= Mohammad Ataur Rahman Bhuiyan (Manik) =

Bangladeshi businessman

Mohammad Ataur Rahman Bhuiyan (Manik) is a Bangladeshi businessman, sports organizer, and politician. He is the chairman of Toma Group, a major Bangladeshi conglomerate. He is the vice-president of the Bangladesh Football Federation, the associate of FIFA in Bangladesh. He is the vice-president of the Noakhali District unit of Awami League.

Bhuiyan is the chairman of Bangladesh Football Federation Development Committee. He is the convenor of BFF Professional League Management Committee's sub committee. He signed an agreement with InterContinental Dhaka to make it the official hosting partner of Bangladesh Football Federation.

== Career ==

Bhuiyan established Toma Group in 1996 with the start of Toma Construction & Co. Limited. Bhuiyan is the chairman of Toma Group. He signed an agreement with Dutch-Bangla Bank Limited in April 2014 which would allow the customers of the bank to pay for Toma taxies with their cards. His Toma Group is one of two exclusive contractors of Bangladesh Railway, the other is Max Group. Toma Construction was building Moghbazar-Mouchak Flyover when a pedestrian died in an accident despite which the company failed to improve on safety.

Bhuiyan is the vice-president of the Noakhali District unit of Awami League.
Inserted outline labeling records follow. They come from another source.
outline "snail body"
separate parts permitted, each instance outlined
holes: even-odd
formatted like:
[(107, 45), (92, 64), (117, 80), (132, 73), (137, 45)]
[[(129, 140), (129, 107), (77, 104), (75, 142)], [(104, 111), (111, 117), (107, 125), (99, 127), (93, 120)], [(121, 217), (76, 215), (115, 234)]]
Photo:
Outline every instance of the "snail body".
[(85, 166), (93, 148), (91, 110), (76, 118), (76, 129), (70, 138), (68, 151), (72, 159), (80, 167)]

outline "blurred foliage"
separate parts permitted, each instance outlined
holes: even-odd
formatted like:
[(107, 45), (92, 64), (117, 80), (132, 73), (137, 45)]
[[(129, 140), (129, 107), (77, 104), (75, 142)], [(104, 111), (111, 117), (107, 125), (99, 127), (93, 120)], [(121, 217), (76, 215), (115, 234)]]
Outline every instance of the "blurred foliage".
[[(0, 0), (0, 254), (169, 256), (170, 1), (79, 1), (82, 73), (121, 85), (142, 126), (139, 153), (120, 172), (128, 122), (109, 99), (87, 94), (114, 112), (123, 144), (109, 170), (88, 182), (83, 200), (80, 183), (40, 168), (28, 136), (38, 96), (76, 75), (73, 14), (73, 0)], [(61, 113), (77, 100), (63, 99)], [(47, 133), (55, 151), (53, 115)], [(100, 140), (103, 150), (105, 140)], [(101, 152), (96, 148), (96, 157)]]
His appointment to vice-president was criticised by Abdul Quader Mirza, brother of Awami League General Secretary, Obaidul Quader. Mirza accused Bhuiyan of being close to Hawa Bhaban, the political office of Bangladesh Nationalist Party chairperson, Khaleda Zia. Mirza also criticised Bhuiyan's fellow vice-president of Noakhali District unit of Awami League, Zabed Minhaj Ahmed Zabed who is the younger brother of former Bangladesh Army chief Moeen U Ahmed for not having enough links to Awami League.

On 11 December 2019, Bhuiyan sued MG Kibria Chowdhury and another journalist of Dainik Jatio Arthonitee who alleged he had links to Bangladesh Jamaat-e-Islami and Bangladesh Islami Chhatra Shibir in their newspaper under the Digital Security Act. The journalists were arrested on 6 January 2020.

Bhuiyan bought nomination papers for vice-president of the Bangladesh Football Federation on 8 September 2020. He was elected in October under the Samonnya Parishad of president Kazi Salahuddin. The Bangladesh Football Federation was founded on 15 July 1972 by Muhammad Yusuf Ali, the country's former minister for education, culture and sport. In December 2021, he accorded a reception to the Swadhin Bangla' Football team.